🤖 AI Summary
To address persistent asymmetric link blockages—caused by mobility, interference, or adversarial attacks—in mission-critical domains such as military communications, this paper proposes a multi-level diversity coding framework for dual-priority data streams. Methodologically, it integrates superposition coding (achieving capacity bounds in most cases), lightweight network coding (reserved exclusively for boundary scenarios), and a three-edge-disjoint path architecture. Theoretically, it establishes the first complete characterization of the capacity region under dual-priority, three-level diversity; develops an equivalent analytical framework linking it to combinatorial network coding; and derives simplified coding conditions applicable to arbitrary numbers of disjoint paths.

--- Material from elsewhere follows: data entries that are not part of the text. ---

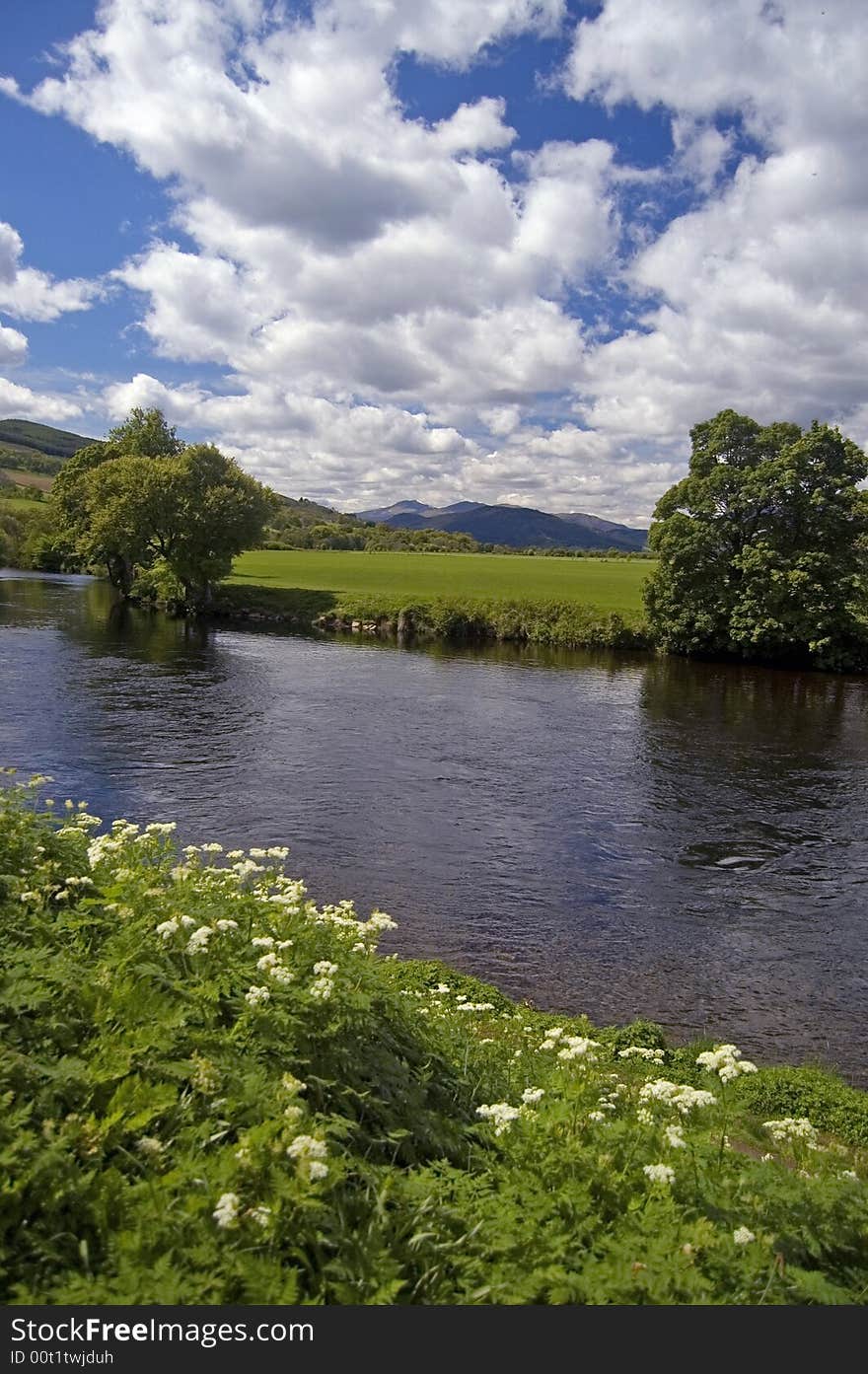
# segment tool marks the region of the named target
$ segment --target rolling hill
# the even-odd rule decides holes
[[[472,534],[481,544],[505,544],[510,548],[618,548],[639,552],[648,539],[646,529],[630,529],[582,511],[552,515],[530,506],[485,506],[482,502],[456,502],[445,507],[396,502],[394,506],[358,511],[358,515],[397,529],[444,529]]]
[[[0,449],[47,453],[51,458],[71,458],[80,448],[92,444],[84,434],[59,430],[52,425],[36,425],[33,420],[0,420]]]

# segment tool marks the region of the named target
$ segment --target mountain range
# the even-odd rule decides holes
[[[54,474],[65,459],[92,442],[84,434],[59,430],[52,425],[0,419],[0,467],[38,469]],[[291,497],[283,500],[293,507],[304,507],[305,514],[320,519],[338,514],[331,507],[304,497],[301,502]],[[532,506],[486,506],[483,502],[426,506],[424,502],[408,500],[353,514],[358,519],[396,529],[442,529],[471,534],[481,544],[504,544],[508,548],[618,548],[639,552],[648,537],[647,529],[617,525],[584,511],[553,515]]]
[[[532,506],[486,506],[483,502],[456,502],[453,506],[396,502],[357,514],[361,519],[396,529],[444,529],[472,534],[481,544],[505,544],[510,548],[618,548],[639,552],[648,539],[647,529],[617,525],[584,511],[552,515]]]

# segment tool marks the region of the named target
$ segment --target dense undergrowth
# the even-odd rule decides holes
[[[214,607],[227,616],[279,617],[309,628],[349,628],[353,622],[383,636],[500,640],[558,649],[650,649],[639,613],[606,610],[574,600],[434,596],[413,600],[387,595],[330,595],[306,588],[222,584]]]
[[[283,849],[5,782],[7,1303],[867,1301],[865,1094],[515,1006]]]

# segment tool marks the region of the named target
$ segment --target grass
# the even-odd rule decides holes
[[[525,558],[510,554],[367,554],[258,550],[235,562],[232,584],[304,588],[336,600],[559,600],[635,616],[650,559]]]
[[[41,492],[49,492],[54,481],[47,473],[26,473],[21,467],[0,467],[0,477],[15,482],[16,486],[38,486]]]
[[[865,1094],[3,782],[0,1301],[865,1304]]]
[[[0,515],[26,515],[29,511],[44,508],[41,502],[29,500],[26,496],[0,496]]]

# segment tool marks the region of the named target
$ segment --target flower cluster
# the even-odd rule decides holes
[[[676,1182],[676,1171],[667,1164],[646,1164],[641,1171],[651,1183],[665,1183],[670,1187]]]
[[[764,1121],[762,1125],[779,1145],[805,1145],[819,1150],[817,1129],[808,1117],[781,1117],[780,1121]]]
[[[716,1073],[721,1083],[731,1083],[742,1073],[755,1073],[757,1065],[742,1058],[742,1051],[733,1044],[716,1044],[698,1055],[696,1063],[707,1073]]]
[[[486,1121],[492,1121],[494,1135],[503,1135],[504,1131],[508,1131],[521,1114],[522,1109],[512,1107],[508,1102],[483,1102],[482,1106],[477,1107],[477,1116],[485,1117]]]
[[[231,1227],[238,1226],[239,1206],[240,1198],[238,1193],[222,1193],[217,1198],[217,1206],[212,1215],[221,1231],[228,1231]]]
[[[646,1106],[662,1102],[674,1107],[681,1116],[689,1116],[698,1107],[714,1106],[717,1098],[703,1088],[691,1088],[688,1083],[669,1083],[666,1079],[656,1079],[646,1083],[639,1091],[639,1101]]]
[[[323,1160],[328,1154],[328,1147],[324,1140],[315,1135],[297,1135],[287,1146],[286,1153],[291,1160],[295,1160],[301,1178],[310,1183],[327,1178],[328,1165],[323,1164]]]
[[[626,1050],[618,1050],[619,1059],[648,1059],[652,1063],[662,1063],[665,1054],[662,1050],[648,1050],[644,1044],[630,1044]]]
[[[315,1002],[328,1002],[332,992],[335,991],[335,973],[338,971],[338,965],[332,963],[330,959],[320,959],[313,965],[313,971],[316,978],[308,988],[308,992]]]

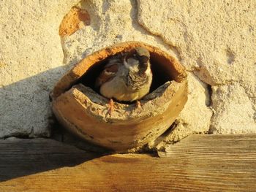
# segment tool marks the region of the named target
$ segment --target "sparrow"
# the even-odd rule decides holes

Experimental evaluation demonstrates that the framework achieves high reliability, sub-millisecond end-to-end latency, and significantly reduced encoding/decoding complexity—even under complex, dynamic blockage patterns.
📝 Abstract
Ultra-reliable low-latency communication is essential in mission-critical settings, including military applications, where persistent and asymmetric link blockages caused by mobility, jamming, or adversarial attacks can disrupt delay-sensitive transmissions. This paper addresses this challenge by deploying a multilevel diversity coding (MDC) scheme that controls the received information, offers distinct reliability guarantees based on the priority of data streams, and maintains low design and operational complexity as the number of network paths increases. For two priority levels over three edge-disjoint paths, the complete capacity region is characterized, showing that superposition coding achieves the region in general, whereas network coding is required only in a specific corner case. Moreover, sufficient conditions under which a simple superposition coding scheme achieves the capacity for an arbitrary number of paths are identified. To prove these results and provide a unified analytical framework, the problem of designing high-performing MDC schemes is shown to be equivalent to the problem of designing high-performing encoding schemes over a class of broadcast networks, referred to as combination networks in the literature.